Hier dans notre studio David Leisterh, président de la régionale bruxelloise du MR  s’en défendait, mettant en avant la diversité de sa liste, estimant que ces attaques avaient pour but de masquer le mauvais bilan de la coalition actuellement au pouvoir à la Région Bruxelloise et indiquant que cela lui donnait envie de vomir.

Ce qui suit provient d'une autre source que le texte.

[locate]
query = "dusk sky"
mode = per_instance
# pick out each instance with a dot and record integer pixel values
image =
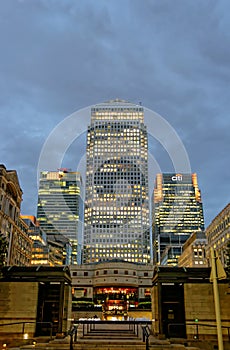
(172, 56)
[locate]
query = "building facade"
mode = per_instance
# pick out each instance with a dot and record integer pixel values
(218, 234)
(177, 213)
(11, 225)
(116, 196)
(60, 207)
(194, 251)
(117, 286)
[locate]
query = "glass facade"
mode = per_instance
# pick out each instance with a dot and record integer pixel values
(60, 207)
(177, 213)
(116, 203)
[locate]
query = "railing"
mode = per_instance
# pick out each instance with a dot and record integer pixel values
(90, 325)
(196, 325)
(23, 331)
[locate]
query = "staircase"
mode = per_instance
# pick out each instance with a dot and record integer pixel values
(108, 337)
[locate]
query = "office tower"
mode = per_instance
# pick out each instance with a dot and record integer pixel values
(60, 207)
(177, 213)
(12, 228)
(218, 235)
(116, 203)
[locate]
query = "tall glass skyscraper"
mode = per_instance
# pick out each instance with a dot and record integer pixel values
(60, 207)
(116, 197)
(177, 213)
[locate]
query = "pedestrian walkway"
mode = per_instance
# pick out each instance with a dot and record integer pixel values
(98, 336)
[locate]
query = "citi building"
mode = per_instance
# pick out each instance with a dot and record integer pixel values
(177, 213)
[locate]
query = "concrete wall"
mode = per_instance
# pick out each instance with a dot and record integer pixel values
(18, 303)
(199, 304)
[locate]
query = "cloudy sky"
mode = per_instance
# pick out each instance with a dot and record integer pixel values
(61, 56)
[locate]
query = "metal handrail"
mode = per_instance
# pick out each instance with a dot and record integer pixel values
(24, 323)
(197, 324)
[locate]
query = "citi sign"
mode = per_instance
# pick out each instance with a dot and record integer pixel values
(177, 177)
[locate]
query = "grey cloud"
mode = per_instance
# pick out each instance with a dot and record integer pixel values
(59, 56)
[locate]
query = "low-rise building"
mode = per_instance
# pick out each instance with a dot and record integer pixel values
(117, 286)
(11, 225)
(218, 234)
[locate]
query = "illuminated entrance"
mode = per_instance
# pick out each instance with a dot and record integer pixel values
(116, 301)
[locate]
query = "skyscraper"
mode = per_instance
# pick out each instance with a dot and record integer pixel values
(177, 213)
(116, 203)
(60, 207)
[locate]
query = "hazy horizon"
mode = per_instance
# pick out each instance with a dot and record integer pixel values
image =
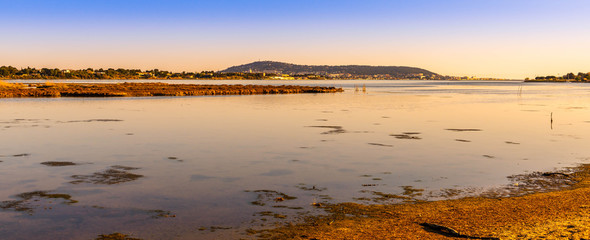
(502, 39)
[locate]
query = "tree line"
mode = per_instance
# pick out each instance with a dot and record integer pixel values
(9, 72)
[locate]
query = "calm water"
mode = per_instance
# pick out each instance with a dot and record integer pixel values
(200, 160)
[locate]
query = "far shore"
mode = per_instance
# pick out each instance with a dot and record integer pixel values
(22, 90)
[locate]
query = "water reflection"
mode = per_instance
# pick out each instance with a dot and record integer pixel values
(191, 167)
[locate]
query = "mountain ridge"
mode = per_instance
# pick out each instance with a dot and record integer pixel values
(353, 70)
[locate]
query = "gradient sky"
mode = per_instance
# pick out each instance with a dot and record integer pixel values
(485, 38)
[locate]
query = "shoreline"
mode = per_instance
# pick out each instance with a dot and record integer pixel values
(559, 209)
(43, 90)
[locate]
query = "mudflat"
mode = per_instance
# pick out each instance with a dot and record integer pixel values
(561, 214)
(14, 90)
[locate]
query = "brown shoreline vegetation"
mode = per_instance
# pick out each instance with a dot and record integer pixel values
(561, 214)
(19, 90)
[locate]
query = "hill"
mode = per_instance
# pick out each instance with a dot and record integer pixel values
(324, 70)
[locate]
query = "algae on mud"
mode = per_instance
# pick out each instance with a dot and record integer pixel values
(553, 205)
(17, 90)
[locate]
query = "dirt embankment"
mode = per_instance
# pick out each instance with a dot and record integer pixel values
(15, 90)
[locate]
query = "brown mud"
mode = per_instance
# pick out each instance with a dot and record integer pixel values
(16, 90)
(113, 175)
(548, 205)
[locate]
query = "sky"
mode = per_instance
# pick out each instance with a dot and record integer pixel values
(483, 38)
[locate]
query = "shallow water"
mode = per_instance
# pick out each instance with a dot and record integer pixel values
(198, 161)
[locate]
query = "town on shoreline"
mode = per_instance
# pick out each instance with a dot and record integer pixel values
(12, 73)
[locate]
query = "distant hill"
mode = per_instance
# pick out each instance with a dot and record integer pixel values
(357, 70)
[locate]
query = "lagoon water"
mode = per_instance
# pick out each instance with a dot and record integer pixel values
(210, 167)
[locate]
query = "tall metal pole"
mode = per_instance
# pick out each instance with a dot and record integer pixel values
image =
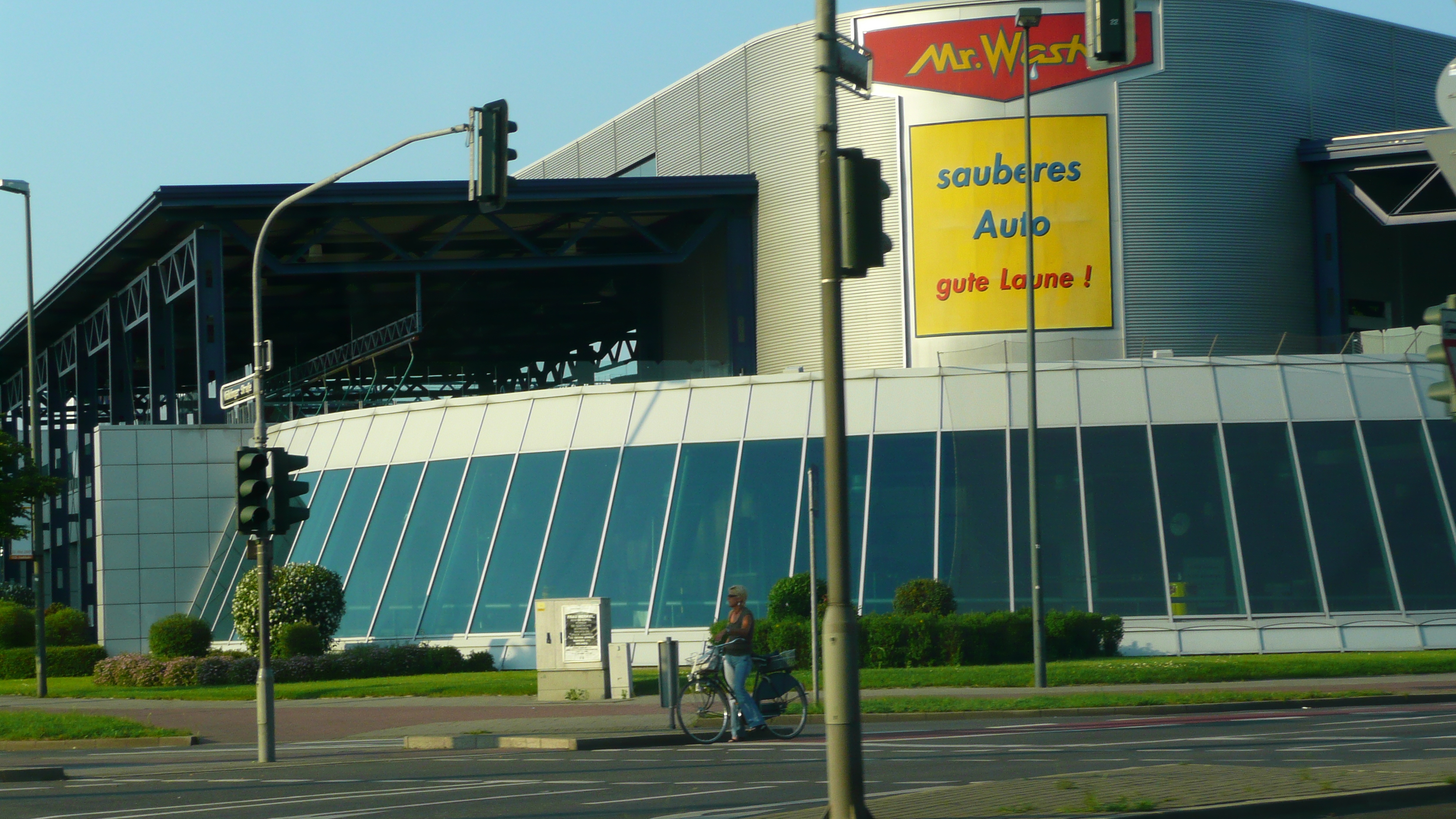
(842, 732)
(37, 544)
(267, 751)
(1039, 617)
(813, 591)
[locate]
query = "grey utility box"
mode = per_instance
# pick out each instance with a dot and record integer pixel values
(571, 649)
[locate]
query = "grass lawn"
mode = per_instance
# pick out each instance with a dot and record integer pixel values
(1110, 671)
(41, 725)
(1106, 671)
(466, 684)
(947, 704)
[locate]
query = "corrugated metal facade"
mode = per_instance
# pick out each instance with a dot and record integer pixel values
(752, 111)
(1215, 206)
(1216, 209)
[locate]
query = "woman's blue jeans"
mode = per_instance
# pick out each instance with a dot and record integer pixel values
(738, 668)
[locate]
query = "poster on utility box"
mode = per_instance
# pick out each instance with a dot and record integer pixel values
(969, 200)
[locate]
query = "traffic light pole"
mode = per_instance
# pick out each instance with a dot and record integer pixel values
(267, 751)
(1029, 19)
(842, 731)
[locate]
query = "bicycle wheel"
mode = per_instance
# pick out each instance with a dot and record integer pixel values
(784, 704)
(702, 710)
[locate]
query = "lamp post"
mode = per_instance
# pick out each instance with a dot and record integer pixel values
(37, 551)
(1029, 19)
(267, 749)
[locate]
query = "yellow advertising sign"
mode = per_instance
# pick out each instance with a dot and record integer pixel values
(967, 186)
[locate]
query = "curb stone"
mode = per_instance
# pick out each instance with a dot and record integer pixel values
(31, 774)
(1135, 710)
(545, 742)
(94, 744)
(1375, 799)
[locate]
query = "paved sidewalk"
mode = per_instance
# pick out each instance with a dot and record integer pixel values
(308, 721)
(1162, 788)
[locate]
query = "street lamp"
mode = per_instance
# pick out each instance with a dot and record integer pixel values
(24, 189)
(1027, 19)
(267, 747)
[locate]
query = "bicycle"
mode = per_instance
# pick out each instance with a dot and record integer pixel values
(705, 704)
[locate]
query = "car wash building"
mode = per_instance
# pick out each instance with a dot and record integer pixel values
(1237, 448)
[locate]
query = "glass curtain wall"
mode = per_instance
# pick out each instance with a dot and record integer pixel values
(1278, 559)
(1414, 515)
(1341, 514)
(1059, 500)
(1203, 562)
(1123, 544)
(973, 519)
(1263, 518)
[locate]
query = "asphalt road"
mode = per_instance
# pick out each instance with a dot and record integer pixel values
(378, 777)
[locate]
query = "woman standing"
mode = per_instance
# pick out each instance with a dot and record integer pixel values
(737, 639)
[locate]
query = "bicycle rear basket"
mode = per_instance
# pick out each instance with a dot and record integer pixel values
(784, 661)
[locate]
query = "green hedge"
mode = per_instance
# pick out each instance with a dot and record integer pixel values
(982, 639)
(60, 661)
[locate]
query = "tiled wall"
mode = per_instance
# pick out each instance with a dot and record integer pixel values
(164, 496)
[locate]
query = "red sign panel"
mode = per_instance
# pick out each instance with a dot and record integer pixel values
(984, 57)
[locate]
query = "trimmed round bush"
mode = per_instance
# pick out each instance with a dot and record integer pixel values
(180, 636)
(925, 597)
(298, 640)
(17, 626)
(18, 594)
(791, 597)
(66, 627)
(302, 592)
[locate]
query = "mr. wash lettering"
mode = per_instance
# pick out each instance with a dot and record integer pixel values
(1002, 174)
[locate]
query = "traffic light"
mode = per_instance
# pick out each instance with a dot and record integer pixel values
(491, 129)
(1443, 353)
(861, 216)
(252, 490)
(283, 512)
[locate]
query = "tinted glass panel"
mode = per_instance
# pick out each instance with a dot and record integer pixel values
(325, 502)
(902, 516)
(973, 519)
(222, 597)
(1272, 521)
(693, 550)
(410, 581)
(1064, 563)
(1202, 559)
(519, 544)
(1341, 514)
(576, 531)
(635, 532)
(349, 527)
(378, 550)
(763, 516)
(466, 546)
(858, 466)
(1414, 519)
(1127, 562)
(1443, 441)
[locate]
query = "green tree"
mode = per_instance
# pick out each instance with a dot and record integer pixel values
(21, 484)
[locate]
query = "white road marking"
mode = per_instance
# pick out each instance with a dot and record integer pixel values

Cette crispation entre le MR et le PS n’est pas neuve : en septembre 2023 déjà Ridouane Chahid avait lancé un avertissement dans un entretien à la Libre Belgique. “Si le MR continue d’avoir un discours proche de l’extrême droite, ce sera compliqué de gouverner avec eux” avait-il dit à l’époque. Le Mouvement réformateur venait de s’insurger contre la désignation de Saliha Raiss comme échevine à la commune de Molenbeek parce qu’elle porte le foulard.

Deuxième élément qui ramène cette question dans le débat public, ces 300 affiches apposées par un collectif qui a pris le nom de “Vigilance Cordon Sanitaire”. Une affiche sous forme d’article de journal qui estime que le discours d’extrême droite était désormais repris par le MR et qu’il conviendrait de lui appliquer un cordon sanitaire. L’action appelait les citoyens d’accord avec cette opinion à envoyer un mail aux rédactions, ce que certains citoyens ont d’ailleurs fait.

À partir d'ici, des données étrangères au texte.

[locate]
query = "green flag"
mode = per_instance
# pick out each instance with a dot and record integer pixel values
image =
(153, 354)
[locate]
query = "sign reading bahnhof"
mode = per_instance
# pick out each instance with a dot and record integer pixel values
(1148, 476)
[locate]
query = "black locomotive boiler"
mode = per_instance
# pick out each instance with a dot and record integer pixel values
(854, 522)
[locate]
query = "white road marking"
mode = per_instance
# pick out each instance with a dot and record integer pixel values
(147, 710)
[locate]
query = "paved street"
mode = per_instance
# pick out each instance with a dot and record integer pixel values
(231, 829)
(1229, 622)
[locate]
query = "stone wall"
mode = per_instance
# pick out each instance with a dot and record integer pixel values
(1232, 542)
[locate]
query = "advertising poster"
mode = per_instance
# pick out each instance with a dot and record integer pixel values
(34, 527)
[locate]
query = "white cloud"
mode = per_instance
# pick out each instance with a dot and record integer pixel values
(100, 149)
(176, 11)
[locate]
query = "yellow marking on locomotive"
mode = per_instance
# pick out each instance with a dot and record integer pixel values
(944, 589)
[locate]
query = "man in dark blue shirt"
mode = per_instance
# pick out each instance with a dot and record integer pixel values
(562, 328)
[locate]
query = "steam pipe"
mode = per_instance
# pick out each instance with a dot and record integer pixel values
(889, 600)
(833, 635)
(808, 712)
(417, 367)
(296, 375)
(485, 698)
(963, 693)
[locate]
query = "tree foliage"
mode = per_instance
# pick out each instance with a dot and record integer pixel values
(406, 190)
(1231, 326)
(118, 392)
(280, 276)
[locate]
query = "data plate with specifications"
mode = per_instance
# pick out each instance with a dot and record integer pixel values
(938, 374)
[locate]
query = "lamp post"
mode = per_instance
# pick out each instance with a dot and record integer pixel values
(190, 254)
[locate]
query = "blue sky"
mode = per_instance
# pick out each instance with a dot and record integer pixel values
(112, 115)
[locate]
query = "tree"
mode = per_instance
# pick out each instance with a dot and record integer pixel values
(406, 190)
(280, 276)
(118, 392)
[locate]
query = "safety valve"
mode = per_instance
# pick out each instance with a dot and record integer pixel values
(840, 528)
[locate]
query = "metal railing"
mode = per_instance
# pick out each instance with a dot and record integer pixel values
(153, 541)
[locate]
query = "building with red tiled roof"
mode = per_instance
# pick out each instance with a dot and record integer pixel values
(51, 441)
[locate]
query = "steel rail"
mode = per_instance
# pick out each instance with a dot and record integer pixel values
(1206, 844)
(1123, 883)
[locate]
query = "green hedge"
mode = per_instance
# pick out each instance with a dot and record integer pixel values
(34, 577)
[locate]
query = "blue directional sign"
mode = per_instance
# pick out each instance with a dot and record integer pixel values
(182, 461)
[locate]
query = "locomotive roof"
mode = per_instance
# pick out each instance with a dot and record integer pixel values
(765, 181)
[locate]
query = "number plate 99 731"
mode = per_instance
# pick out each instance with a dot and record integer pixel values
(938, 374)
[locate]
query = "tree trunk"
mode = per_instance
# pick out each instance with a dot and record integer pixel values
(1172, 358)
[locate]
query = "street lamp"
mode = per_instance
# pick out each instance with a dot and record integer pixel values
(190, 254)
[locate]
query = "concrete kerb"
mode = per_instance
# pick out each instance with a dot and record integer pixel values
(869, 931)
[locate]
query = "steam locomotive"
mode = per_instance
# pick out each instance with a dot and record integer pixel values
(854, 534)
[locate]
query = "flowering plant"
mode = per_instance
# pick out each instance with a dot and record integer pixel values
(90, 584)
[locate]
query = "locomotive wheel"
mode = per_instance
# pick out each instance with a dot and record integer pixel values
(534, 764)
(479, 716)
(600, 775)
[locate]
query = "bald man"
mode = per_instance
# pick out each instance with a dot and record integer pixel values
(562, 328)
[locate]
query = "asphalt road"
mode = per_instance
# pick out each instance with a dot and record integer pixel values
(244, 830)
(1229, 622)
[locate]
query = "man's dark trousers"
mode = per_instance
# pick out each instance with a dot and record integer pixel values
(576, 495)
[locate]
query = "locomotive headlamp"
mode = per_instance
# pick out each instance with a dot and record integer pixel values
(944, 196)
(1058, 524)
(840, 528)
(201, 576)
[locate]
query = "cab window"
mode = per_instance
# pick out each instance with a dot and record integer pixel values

Le MR est-il devenu un parti d’extrême-droite ou proche de l’extrême droite? On doit répondre non à cette question. Et la réponse est à ce stade sans ambiguïté. Pour dire qu’un parti est d’extrême droite on peut retenir une série de critères dont un rejet clair de l’immigration voir une forme de xénophobie, mais aussi l’affirmation d’un projet autoritaire en matière de politique intérieure, avec une restriction des libertés publiques, et un discours anti-élite qui peut aller jusqu’à remettre en cause le bien fondé de la démocratie et de la séparation des pouvoirs. (Bien sûr les partis d’extrême-droite avancent  rarement à visage découvert, ils se qualifient eux-mêmes de vraie droite, de droite radicale ou nationale,  de mouvement identitaire ou patriote).

Ces éléments ne figurent pas dans le programme du Mouvement Réformateur. On ne peut pas classer le MR à l’extrême-droite, fin du débat sur le plan théorique. Vouloir insinuer l’inverse est un raccourci un peu facile qui relève des excès de la campagne électorale. C’est une forme de polarisation violente et excessive qui attise les passions. Avec deux effets : le premier à court terme c’est de galvaniser les militants de deux camps, le deuxième, à plus long terme, vise à rendre plus compliqué une alliance gouvernementale avec le MR de Georges-Louis Bouchez. Personne n’a envie de monter dans un gouvernement avec un parti d’extrême-droite, relèverait-elle d’une formule canada-dry (une bière sans alcool qui devait nous faire oublier la bière, je le précise pour les plus jeunes).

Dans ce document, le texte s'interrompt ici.